Na varanda, havia uma piscina redonda, dessas montáveis, onde passávamos as manhãs e as tardes dos finais de semana. Algumas cadeiras de praia ficavam espalhadas em torno dela.
Sentei-me em uma cadeira e fixei o olhar no céu estrelado; a noite estava lindíssima. Procurei Deus. Tive a certeza de que ele estava lá, me assistindo e ouvindo. Conversei muito com ele, pedi que me abençoasse e me mostrasse o caminho. Eu já tinha ultrapassado os 30 anos, e a minha vida ainda era incerta. Nos últimos nove anos, eu tinha vivido uma bagunça; as coisas vinham e iam com a mesma facilidade.
— "Tem alguma coisa errada com a minha percepção", exclamei em voz alta.
Naquele momento, senti o aroma do perfume da mamãe. Foi um momento de paz, eu com a cabeça deitada sobre suas coxas e seus dedos acariciando meu cabelo em um cafuné delicioso. Eu chorei.

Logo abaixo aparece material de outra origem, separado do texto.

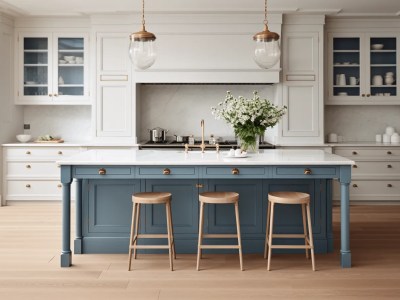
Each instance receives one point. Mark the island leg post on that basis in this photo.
(66, 254)
(345, 178)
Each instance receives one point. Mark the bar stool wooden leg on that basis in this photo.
(131, 237)
(303, 213)
(170, 251)
(172, 231)
(238, 234)
(271, 225)
(310, 236)
(136, 229)
(266, 230)
(200, 235)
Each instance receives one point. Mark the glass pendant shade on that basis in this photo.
(267, 53)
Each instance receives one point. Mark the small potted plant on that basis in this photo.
(248, 117)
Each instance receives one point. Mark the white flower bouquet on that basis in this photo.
(248, 117)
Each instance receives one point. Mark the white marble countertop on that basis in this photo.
(159, 157)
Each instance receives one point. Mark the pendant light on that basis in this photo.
(142, 50)
(267, 52)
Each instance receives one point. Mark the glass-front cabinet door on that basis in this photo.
(55, 69)
(362, 69)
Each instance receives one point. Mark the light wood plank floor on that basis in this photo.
(29, 265)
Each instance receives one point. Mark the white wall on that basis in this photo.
(10, 115)
(179, 108)
(361, 123)
(72, 123)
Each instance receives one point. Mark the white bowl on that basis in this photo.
(23, 138)
(377, 46)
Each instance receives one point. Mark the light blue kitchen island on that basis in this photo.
(106, 179)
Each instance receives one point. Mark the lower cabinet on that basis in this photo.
(107, 212)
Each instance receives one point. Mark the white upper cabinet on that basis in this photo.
(362, 68)
(52, 68)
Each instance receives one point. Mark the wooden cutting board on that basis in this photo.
(51, 141)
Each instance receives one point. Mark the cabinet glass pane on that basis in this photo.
(71, 66)
(346, 66)
(35, 66)
(383, 66)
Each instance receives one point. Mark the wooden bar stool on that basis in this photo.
(151, 198)
(289, 198)
(219, 198)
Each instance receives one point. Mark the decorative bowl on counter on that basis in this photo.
(377, 46)
(23, 138)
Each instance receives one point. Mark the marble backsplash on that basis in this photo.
(361, 123)
(72, 123)
(180, 108)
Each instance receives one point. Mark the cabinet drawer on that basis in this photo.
(354, 153)
(50, 153)
(376, 169)
(104, 172)
(34, 190)
(32, 169)
(306, 172)
(234, 172)
(167, 172)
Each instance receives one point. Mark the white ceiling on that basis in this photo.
(87, 7)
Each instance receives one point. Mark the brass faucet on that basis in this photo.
(203, 144)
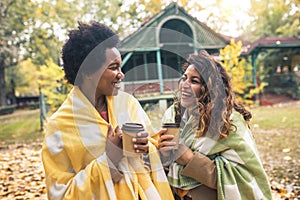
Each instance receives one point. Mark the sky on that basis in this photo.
(237, 13)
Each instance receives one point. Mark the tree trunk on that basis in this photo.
(2, 85)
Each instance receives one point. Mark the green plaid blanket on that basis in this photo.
(240, 171)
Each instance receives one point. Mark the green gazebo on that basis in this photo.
(153, 55)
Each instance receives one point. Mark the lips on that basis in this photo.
(117, 84)
(186, 94)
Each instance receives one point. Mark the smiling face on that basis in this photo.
(189, 87)
(109, 83)
(106, 80)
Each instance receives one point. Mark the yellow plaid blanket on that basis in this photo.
(74, 157)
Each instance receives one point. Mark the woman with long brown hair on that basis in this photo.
(217, 157)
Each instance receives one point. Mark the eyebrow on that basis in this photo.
(193, 77)
(114, 63)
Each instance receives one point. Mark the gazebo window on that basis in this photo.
(140, 67)
(176, 39)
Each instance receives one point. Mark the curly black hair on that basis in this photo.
(84, 51)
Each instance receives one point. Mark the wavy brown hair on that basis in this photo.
(217, 99)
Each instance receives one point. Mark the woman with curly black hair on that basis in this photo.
(217, 157)
(82, 150)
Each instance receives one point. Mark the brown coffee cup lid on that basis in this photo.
(132, 127)
(170, 125)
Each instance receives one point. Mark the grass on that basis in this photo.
(21, 126)
(275, 129)
(276, 117)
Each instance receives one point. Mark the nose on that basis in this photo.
(120, 74)
(186, 83)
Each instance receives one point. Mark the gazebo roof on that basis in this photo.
(146, 38)
(271, 43)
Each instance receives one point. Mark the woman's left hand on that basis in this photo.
(183, 155)
(141, 142)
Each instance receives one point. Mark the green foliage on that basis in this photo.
(7, 110)
(240, 72)
(52, 84)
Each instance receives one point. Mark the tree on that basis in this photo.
(13, 17)
(273, 18)
(240, 72)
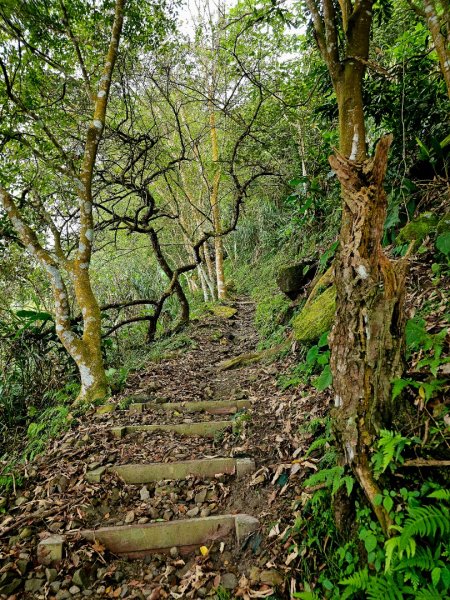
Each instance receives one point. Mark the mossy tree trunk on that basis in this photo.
(85, 349)
(367, 338)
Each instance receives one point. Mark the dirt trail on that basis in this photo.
(56, 498)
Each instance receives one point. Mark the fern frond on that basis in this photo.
(423, 560)
(383, 587)
(425, 521)
(318, 443)
(442, 494)
(357, 581)
(429, 594)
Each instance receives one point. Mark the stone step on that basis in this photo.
(135, 541)
(207, 467)
(202, 428)
(212, 407)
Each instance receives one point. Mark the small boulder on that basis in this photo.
(417, 230)
(81, 579)
(292, 280)
(229, 581)
(316, 318)
(224, 312)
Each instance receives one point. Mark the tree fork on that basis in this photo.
(367, 340)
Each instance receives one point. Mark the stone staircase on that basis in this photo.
(183, 535)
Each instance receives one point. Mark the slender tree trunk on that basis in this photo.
(215, 208)
(177, 287)
(85, 350)
(209, 273)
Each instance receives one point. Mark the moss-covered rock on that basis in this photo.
(444, 224)
(224, 312)
(417, 230)
(292, 280)
(316, 318)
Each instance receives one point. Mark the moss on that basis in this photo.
(417, 230)
(444, 224)
(224, 312)
(316, 318)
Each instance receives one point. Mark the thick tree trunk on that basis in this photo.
(352, 129)
(367, 338)
(89, 359)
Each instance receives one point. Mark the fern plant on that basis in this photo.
(416, 560)
(388, 451)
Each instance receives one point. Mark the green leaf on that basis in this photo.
(324, 380)
(388, 503)
(33, 315)
(435, 575)
(443, 243)
(323, 339)
(370, 542)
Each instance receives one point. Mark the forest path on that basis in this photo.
(74, 489)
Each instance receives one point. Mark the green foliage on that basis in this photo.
(48, 424)
(117, 378)
(317, 360)
(332, 478)
(389, 448)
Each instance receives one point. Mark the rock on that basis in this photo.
(74, 589)
(316, 318)
(51, 575)
(33, 585)
(254, 574)
(129, 518)
(144, 493)
(271, 577)
(10, 587)
(105, 409)
(50, 550)
(224, 312)
(417, 230)
(229, 581)
(200, 497)
(22, 564)
(55, 586)
(25, 533)
(81, 579)
(292, 280)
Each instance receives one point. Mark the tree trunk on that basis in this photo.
(215, 208)
(209, 275)
(367, 340)
(177, 287)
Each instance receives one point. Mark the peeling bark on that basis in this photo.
(367, 340)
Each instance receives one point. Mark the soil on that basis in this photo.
(56, 497)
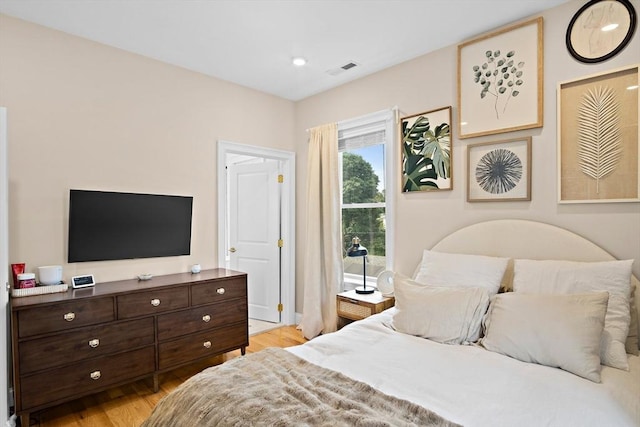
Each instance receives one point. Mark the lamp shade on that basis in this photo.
(358, 250)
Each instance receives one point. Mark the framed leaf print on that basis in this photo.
(426, 151)
(499, 171)
(598, 138)
(500, 81)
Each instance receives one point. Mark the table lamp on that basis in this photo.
(357, 250)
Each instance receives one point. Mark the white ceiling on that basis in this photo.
(252, 42)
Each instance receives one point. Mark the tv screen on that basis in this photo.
(111, 226)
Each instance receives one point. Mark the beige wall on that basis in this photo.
(429, 82)
(84, 115)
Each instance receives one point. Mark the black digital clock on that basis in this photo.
(82, 281)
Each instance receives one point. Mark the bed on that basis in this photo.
(529, 330)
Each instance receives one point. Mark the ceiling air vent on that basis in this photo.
(342, 69)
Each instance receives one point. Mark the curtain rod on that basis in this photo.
(394, 109)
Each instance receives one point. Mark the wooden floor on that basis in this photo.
(130, 405)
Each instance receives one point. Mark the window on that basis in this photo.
(367, 163)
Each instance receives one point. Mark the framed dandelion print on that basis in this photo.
(598, 138)
(500, 81)
(426, 151)
(499, 171)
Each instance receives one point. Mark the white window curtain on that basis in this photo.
(323, 270)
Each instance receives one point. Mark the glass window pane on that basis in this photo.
(363, 175)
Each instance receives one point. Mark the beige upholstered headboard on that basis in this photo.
(514, 238)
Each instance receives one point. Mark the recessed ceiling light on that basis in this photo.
(299, 61)
(609, 27)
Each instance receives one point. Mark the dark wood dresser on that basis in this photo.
(70, 344)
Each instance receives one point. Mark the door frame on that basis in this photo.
(288, 218)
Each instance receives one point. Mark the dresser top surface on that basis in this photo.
(127, 286)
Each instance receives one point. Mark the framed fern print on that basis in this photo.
(426, 151)
(500, 81)
(598, 151)
(499, 171)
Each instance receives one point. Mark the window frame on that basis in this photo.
(352, 128)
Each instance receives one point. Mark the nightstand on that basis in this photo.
(353, 306)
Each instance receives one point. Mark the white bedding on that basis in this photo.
(473, 386)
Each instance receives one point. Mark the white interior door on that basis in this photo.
(254, 231)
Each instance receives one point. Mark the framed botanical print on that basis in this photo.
(426, 151)
(598, 149)
(500, 81)
(499, 171)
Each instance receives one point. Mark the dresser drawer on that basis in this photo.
(203, 344)
(64, 316)
(219, 290)
(85, 377)
(201, 318)
(151, 302)
(84, 343)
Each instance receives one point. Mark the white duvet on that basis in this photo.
(472, 386)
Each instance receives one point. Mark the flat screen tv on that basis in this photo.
(107, 225)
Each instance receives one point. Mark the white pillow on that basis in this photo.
(568, 277)
(442, 314)
(461, 270)
(561, 331)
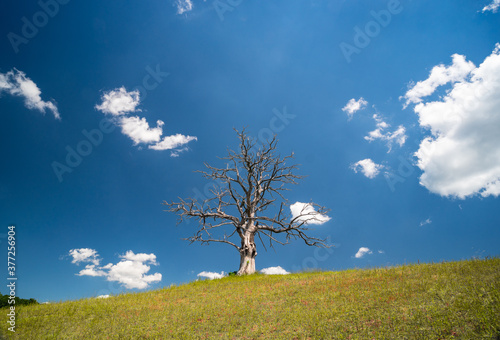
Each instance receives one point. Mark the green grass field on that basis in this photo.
(454, 300)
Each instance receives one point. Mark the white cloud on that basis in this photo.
(84, 255)
(17, 84)
(130, 271)
(211, 275)
(495, 4)
(173, 142)
(310, 215)
(367, 167)
(362, 252)
(398, 136)
(141, 257)
(91, 270)
(184, 6)
(119, 102)
(461, 158)
(427, 221)
(440, 75)
(274, 271)
(354, 105)
(132, 274)
(139, 131)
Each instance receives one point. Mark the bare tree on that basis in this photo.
(250, 202)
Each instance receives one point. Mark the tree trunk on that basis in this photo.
(248, 253)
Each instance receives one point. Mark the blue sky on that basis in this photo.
(108, 108)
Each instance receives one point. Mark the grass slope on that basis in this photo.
(427, 301)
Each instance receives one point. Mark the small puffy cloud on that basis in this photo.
(184, 6)
(305, 212)
(427, 221)
(131, 271)
(119, 102)
(367, 167)
(91, 270)
(354, 105)
(173, 142)
(274, 271)
(440, 75)
(211, 275)
(493, 7)
(141, 257)
(398, 136)
(17, 84)
(461, 157)
(132, 274)
(362, 252)
(139, 131)
(84, 255)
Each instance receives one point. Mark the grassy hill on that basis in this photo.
(455, 300)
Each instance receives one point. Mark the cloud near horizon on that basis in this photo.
(354, 106)
(309, 214)
(211, 275)
(398, 136)
(130, 272)
(120, 102)
(274, 271)
(493, 7)
(17, 84)
(461, 157)
(362, 252)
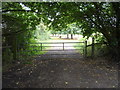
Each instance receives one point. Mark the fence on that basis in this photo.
(63, 46)
(92, 48)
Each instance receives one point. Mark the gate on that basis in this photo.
(38, 48)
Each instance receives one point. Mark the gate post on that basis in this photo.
(92, 53)
(41, 46)
(85, 49)
(63, 46)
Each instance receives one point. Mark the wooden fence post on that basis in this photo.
(41, 46)
(63, 46)
(86, 48)
(93, 48)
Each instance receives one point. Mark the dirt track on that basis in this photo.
(62, 69)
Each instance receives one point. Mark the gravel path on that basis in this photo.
(63, 69)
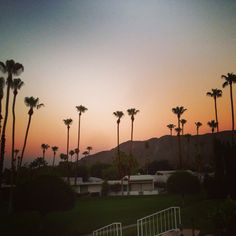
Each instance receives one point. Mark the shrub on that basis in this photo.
(224, 218)
(183, 182)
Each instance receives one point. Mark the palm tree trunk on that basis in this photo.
(25, 141)
(67, 153)
(12, 156)
(53, 161)
(131, 138)
(216, 114)
(232, 106)
(0, 116)
(3, 138)
(179, 147)
(77, 154)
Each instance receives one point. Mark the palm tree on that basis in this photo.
(89, 149)
(230, 78)
(68, 123)
(32, 103)
(11, 68)
(15, 86)
(171, 127)
(81, 109)
(178, 130)
(85, 153)
(198, 125)
(132, 112)
(215, 93)
(179, 111)
(2, 85)
(44, 147)
(119, 115)
(183, 122)
(72, 152)
(212, 124)
(54, 149)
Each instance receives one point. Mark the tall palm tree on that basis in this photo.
(230, 78)
(178, 111)
(44, 148)
(54, 149)
(171, 127)
(183, 122)
(118, 115)
(32, 103)
(178, 130)
(80, 109)
(89, 149)
(72, 152)
(215, 93)
(212, 124)
(2, 85)
(12, 68)
(198, 125)
(85, 153)
(68, 123)
(15, 86)
(132, 112)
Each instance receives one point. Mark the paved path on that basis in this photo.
(185, 232)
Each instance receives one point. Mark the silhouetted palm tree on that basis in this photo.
(89, 149)
(171, 127)
(2, 85)
(81, 109)
(132, 112)
(178, 130)
(44, 148)
(119, 115)
(212, 124)
(54, 149)
(215, 93)
(85, 153)
(68, 123)
(72, 152)
(179, 111)
(11, 68)
(230, 78)
(198, 125)
(183, 122)
(15, 86)
(32, 103)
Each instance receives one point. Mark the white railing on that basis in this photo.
(161, 222)
(114, 229)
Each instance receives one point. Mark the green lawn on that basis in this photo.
(92, 213)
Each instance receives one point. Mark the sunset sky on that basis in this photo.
(111, 55)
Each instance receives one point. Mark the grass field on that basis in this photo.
(92, 213)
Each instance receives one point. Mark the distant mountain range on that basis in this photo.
(166, 148)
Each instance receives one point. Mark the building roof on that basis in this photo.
(139, 177)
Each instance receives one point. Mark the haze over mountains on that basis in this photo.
(166, 148)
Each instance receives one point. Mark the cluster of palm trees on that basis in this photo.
(12, 69)
(230, 79)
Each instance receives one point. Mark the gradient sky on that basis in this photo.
(113, 55)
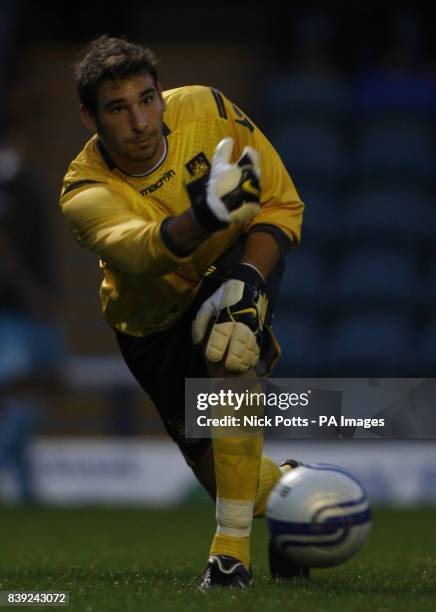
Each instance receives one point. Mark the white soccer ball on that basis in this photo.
(318, 516)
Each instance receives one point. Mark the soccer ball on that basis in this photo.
(318, 516)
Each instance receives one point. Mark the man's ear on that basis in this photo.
(159, 91)
(88, 118)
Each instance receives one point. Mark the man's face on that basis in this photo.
(129, 121)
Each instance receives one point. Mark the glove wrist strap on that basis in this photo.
(248, 274)
(200, 208)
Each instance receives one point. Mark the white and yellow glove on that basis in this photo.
(231, 192)
(238, 308)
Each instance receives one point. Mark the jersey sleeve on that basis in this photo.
(281, 210)
(102, 221)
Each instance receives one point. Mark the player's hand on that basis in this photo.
(237, 310)
(232, 192)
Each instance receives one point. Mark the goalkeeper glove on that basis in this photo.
(239, 307)
(231, 193)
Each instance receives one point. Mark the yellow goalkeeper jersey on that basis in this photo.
(146, 287)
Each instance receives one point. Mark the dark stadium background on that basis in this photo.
(345, 91)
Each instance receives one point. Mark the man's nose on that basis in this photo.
(138, 119)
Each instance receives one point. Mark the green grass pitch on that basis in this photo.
(141, 559)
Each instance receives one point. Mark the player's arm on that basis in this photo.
(229, 194)
(281, 210)
(238, 307)
(102, 221)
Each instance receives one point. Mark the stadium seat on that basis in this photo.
(422, 357)
(299, 339)
(368, 345)
(310, 96)
(303, 279)
(372, 277)
(312, 153)
(396, 148)
(391, 216)
(323, 218)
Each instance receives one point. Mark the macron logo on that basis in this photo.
(155, 186)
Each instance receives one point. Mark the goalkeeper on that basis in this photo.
(191, 213)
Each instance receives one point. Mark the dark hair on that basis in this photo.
(110, 58)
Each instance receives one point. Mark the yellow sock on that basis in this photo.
(239, 548)
(237, 462)
(268, 476)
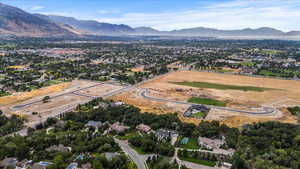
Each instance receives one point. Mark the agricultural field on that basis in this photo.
(236, 92)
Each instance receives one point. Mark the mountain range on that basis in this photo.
(16, 22)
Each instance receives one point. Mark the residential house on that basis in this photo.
(59, 148)
(162, 134)
(8, 162)
(118, 127)
(144, 128)
(72, 166)
(109, 156)
(95, 124)
(210, 143)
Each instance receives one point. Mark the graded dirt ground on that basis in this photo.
(23, 96)
(64, 97)
(285, 93)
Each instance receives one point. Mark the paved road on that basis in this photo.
(266, 110)
(134, 156)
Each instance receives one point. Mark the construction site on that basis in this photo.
(267, 102)
(62, 98)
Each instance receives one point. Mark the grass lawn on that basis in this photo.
(4, 93)
(137, 149)
(198, 161)
(200, 115)
(128, 136)
(192, 144)
(221, 86)
(207, 101)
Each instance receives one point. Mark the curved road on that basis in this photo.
(266, 110)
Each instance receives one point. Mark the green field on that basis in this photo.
(221, 86)
(192, 144)
(128, 136)
(138, 150)
(207, 101)
(198, 161)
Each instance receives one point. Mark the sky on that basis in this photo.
(175, 14)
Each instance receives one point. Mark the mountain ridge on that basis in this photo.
(16, 22)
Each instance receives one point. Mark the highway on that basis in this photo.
(266, 110)
(133, 155)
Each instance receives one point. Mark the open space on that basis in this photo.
(63, 97)
(207, 101)
(220, 86)
(262, 95)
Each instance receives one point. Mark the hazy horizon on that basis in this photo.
(170, 15)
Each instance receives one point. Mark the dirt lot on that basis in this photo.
(23, 96)
(285, 93)
(65, 99)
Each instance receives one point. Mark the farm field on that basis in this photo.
(261, 92)
(221, 86)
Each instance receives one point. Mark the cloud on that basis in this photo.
(104, 12)
(37, 8)
(234, 14)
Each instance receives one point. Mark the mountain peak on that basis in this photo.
(20, 23)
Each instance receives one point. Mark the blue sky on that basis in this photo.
(175, 14)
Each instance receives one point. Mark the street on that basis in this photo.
(134, 156)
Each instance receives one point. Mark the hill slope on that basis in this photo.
(14, 21)
(92, 27)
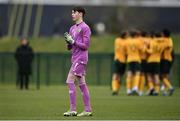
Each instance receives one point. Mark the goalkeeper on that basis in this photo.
(78, 40)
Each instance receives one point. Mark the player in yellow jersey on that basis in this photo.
(144, 55)
(133, 47)
(119, 62)
(155, 50)
(167, 61)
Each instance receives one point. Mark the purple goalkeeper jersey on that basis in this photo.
(79, 50)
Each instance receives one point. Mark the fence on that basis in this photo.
(52, 68)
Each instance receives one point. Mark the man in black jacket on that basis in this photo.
(24, 57)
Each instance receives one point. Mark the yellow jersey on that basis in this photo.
(133, 47)
(155, 50)
(167, 53)
(119, 50)
(144, 41)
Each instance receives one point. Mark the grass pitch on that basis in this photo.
(51, 102)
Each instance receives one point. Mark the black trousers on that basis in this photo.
(23, 80)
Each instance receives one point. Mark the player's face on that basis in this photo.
(75, 15)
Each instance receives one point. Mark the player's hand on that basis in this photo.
(68, 38)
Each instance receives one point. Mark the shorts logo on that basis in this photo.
(78, 30)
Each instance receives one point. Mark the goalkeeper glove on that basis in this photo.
(68, 38)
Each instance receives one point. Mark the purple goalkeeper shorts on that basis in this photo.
(78, 69)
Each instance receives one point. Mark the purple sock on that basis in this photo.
(86, 98)
(72, 94)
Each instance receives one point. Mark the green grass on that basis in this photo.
(51, 102)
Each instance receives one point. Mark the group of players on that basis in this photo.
(147, 57)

Em junho de 1985, a cidade serrana enfrentava um dos invernos mais rigorosos da história. O frio era tão insuportável que, para me proteger, antes de sair do quarto do hotel, eu amarrava jornais em torno dos braços e das pernas antes de me vestir. À noite, o público que participava dos festejos juninos na praça principal da cidade era envolvido por uma névoa densa e fria. Essa névoa, misturada com as luzes das luminárias históricas e o cheiro das bebidas quentes, trazia a magia dos contos para a realidade.
Com a grana da venda da moto, pude financiar a reserva de um quarto em uma pensão de caminhoneiros próxima ao fórum e custear as demais despesas nos primeiros meses. Os salários do Judiciário eram baixos, não chegavam ao piso mínimo. Junto com o minguado salário, vinha um abono para que o piso fosse cumprido. O dinheiro da venda da moto foi útil até a minha adequação à nova realidade.
O meu namoro com Ana não ia bem; eu estava cansado de ir e vir. A rotina da ponte Rio-Friburgo estava me obrigando a tomar uma decisão: uma transferência para um cartório da capital ou a minha mudança definitiva para Friburgo. Decidi pela mudança.
Eu precisava alugar um apartamento na cidade e, graças aos conhecimentos que adquiri trabalhando no fórum, um advogado, dono de uma imobiliária, ofereceu-me, sem fiador, um apartamento mobiliado no bairro de Olaria, um centro comercial distante do fórum uns dez minutos de ônibus. Foi a partir daí que comecei a sentir a vibe de Friburgo, a apreciar suas belezas e a gostar da cidade.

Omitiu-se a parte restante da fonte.